Still not mobile-friendly? Uh-oh.

Published on July 7, 2017
/ Article By Jimmy Bisenius

As of April 21st 2015, Google expanded it’s use of responsive site filtering on mobile devices. If this is you’re first time hearing this, you’re in trouble, but chances are you’ve known something was happening for a while but didn’t quite know the whole gist. Thankfully, Google didn’t punish those who didn’t update their sites too harshly as only mobile search traffic was filtered, but there’s a lot of missed opportunities to be had in a responsive and updated web design.

As of the summer of 2015, over 50% of Google searches occur on mobile devices. If you’re still not responsive in 2017, talk about missed opportunities. For some odd reason, I see marketing departments across the nation wasting hours upon hours continuously struggling to drive sales and grow, yet continuing to neglect mobile traffic as a whole. Why?

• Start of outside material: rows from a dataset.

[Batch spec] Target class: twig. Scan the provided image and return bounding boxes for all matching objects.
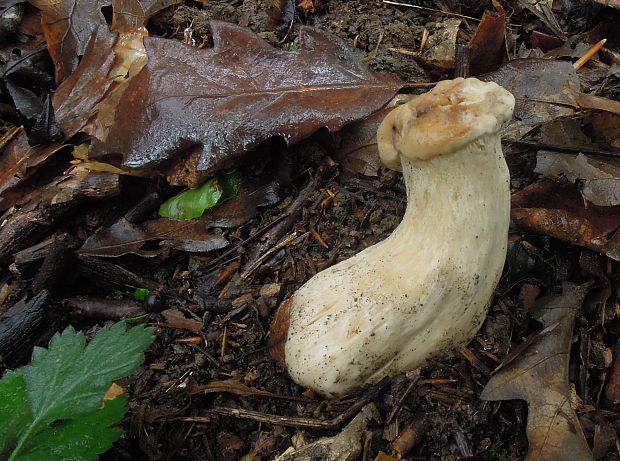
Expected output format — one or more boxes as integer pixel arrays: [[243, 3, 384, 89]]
[[179, 377, 390, 429], [200, 212, 290, 274], [573, 38, 607, 70], [382, 0, 481, 22], [385, 371, 420, 425], [503, 139, 620, 158]]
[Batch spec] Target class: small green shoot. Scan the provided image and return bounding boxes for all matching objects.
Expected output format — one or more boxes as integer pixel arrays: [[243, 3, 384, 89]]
[[0, 321, 154, 461], [159, 169, 241, 220], [288, 42, 301, 51], [131, 288, 149, 301]]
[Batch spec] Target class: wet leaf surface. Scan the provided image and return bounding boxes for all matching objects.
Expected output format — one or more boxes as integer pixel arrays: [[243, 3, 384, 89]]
[[0, 130, 66, 210], [29, 0, 110, 82], [481, 283, 593, 461], [89, 20, 402, 175], [481, 59, 579, 138]]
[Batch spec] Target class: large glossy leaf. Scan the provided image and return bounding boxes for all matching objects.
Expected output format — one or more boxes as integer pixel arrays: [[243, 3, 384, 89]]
[[87, 20, 402, 175]]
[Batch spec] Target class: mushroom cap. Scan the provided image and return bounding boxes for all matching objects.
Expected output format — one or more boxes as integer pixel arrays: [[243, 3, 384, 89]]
[[377, 77, 515, 170]]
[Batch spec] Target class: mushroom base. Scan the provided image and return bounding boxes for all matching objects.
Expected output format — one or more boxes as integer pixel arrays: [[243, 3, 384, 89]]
[[271, 133, 510, 396]]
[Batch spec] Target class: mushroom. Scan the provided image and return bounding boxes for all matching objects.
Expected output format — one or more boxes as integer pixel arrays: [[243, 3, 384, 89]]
[[269, 78, 515, 396]]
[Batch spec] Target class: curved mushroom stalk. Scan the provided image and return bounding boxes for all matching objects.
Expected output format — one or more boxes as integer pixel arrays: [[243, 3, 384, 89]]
[[269, 78, 515, 396]]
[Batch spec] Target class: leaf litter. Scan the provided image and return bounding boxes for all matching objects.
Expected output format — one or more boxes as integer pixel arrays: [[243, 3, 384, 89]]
[[2, 0, 620, 459]]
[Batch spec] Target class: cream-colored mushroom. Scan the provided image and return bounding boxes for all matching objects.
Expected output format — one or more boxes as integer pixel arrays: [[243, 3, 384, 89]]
[[269, 78, 515, 396]]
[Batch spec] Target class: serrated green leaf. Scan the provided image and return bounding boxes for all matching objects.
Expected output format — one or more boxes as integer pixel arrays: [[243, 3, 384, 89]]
[[13, 396, 127, 461], [3, 322, 154, 460], [159, 178, 222, 220], [0, 371, 32, 457], [158, 169, 241, 220]]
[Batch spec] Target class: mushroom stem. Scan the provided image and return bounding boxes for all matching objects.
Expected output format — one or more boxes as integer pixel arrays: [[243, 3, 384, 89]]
[[270, 78, 514, 396]]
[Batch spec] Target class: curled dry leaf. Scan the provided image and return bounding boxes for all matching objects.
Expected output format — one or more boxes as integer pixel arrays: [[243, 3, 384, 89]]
[[468, 0, 506, 75], [85, 20, 402, 175], [481, 283, 593, 461], [79, 177, 280, 257]]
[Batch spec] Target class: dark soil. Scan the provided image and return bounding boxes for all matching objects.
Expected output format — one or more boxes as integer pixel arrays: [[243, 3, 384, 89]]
[[3, 0, 620, 460]]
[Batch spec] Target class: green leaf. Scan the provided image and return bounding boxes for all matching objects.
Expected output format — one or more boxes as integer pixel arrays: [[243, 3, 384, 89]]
[[159, 178, 223, 220], [158, 169, 241, 220], [14, 396, 127, 461], [130, 288, 149, 301], [1, 321, 154, 461], [0, 371, 32, 457]]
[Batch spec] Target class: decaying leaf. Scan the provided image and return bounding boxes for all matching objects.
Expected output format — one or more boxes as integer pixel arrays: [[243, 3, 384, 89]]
[[414, 19, 461, 70], [468, 0, 506, 75], [511, 179, 620, 259], [481, 283, 593, 461], [274, 412, 368, 461], [79, 176, 279, 257], [535, 152, 620, 206], [160, 308, 202, 333], [29, 0, 109, 82], [87, 20, 402, 175], [0, 130, 66, 210], [481, 59, 579, 138], [29, 0, 176, 83]]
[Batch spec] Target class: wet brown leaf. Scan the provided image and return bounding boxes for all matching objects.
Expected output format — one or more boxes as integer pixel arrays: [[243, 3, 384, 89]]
[[480, 59, 579, 138], [468, 0, 505, 75], [0, 129, 66, 210], [29, 0, 175, 83], [481, 283, 594, 461], [87, 20, 402, 175], [29, 0, 110, 82]]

It’s simple. If you’re looking for online growth, especially when targeting the 18-25 year old demographic or lower it is absolutely essential to optimize your site for mobile. In fact, Google has reported that 61% of visitors are unlikely to return if they had accessibility problems on a mobile device, and 40% will visit a competitors site instead. By not optimizing for mobile, you’re not only losing your own traffic, you’re essentially handing it right over to the competitor. Ideally, the best way to deliver a consistent experience on the web across devices is to build your website mobile-first, meaning that the functionality across all devices remains the same as well as the layout across devices, in order to deliver a consistent experience for users.

Overall Points

  • Google is going to begin sorting mobile searches by mobile experience. By not going responsive, you’re at risk of losing over 50% of possible mobile traffic originating from organic Google search.
  • Even if you do still get organic mobile traffic on your site, 61% of visitors are unlikely to return to a site if they’ve had accessibility issues on mobile, and 40% end-up going to a competitors site.
  • If you do want to optimize your website for mobile, build from the ground up and go mobile-first. This is important to keep the user experience consistent between devices.
  • Building a consistent user experience on the web is a serious investment of time and labor. Don’t take shortcuts on your website and your investment will return ten-fold.